Marguerite a 27 ans, un petit ami, un chien, un chat et un job qui ne l’intéresse pas. A priori, rien ne la distingue d’une autre jeune femme de son âge. Sa différence, elle est invisible. En effet, Marguerite ne supporte pas le bruit, est gênée par certaines lumières, ne comprend pas le double sens et l’humour, dit ce qu’elle pense de manière parfois maladroite, est mal à l’aise dans ses relations avec les autres, a besoin de solitude, se fatigue plus vite que la moyenne, aime la routine, etc.

Lassée des incompréhensions au sein de son couple, épuisée de se forcer à longueurs de journées que ce soit au travail ou dans sa vie privée, la jeune femme fait des recherches sur Internet et découvre le syndrome d’Asperger, une forme d’autisme dans laquelle elle se reconnaît. Après un diagnostic au Centre de Ressources Autisme, sa vie n’est plus la même. Elle met enfin des mots sur ce qui la ronge depuis si longtemps et vit désormais son décalage par rapport aux autres de manière différente.

L’histoire de Marguerite est inspirée de celle de la scénariste Julie Dachez, elle-même autiste Apserger. Mademoiselle Caroline a adapté le scénario et réalisé ces illustrations fort pertinentes qui permettent de comprendre ce que ressent l’héroïne sans que les mots soient forcément indispensables. Au trait, simple et efficace, vient s’ajouter une utilisation intelligente des couleurs.
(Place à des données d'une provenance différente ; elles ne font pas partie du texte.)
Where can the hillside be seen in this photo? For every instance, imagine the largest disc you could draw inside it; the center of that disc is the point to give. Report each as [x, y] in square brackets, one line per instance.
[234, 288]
La différence invisible est une bande dessinée qui, à travers l’expérience d’une jeune femme, vise à faire mieux connaître le syndrome d’Aperger. Les quelques pages documentaires qui se trouvent à la fin apportent d’ailleurs un bon complément à la fiction. Ceux qui connaissent bien le sujet n’apprendront rien de nouveau mais les autres refermeront immanquablement le livre avec une vision différente et un regard plus ouvert.

Le seul petit reproche que l’on peut faire à La différence invisible est son dénouement trop idyllique. En effet, le diagnostic ne suffit pas, chez bon nombre de personnes, à résoudre  les problèmes et à se sentir mieux dans sa peau. Cela n’en reste pas moins une BD à découvrir absolument !

DACHEZ, Julie, MADEMOISELLE CAROLINE, La différence invisible, Delcourt, 2016.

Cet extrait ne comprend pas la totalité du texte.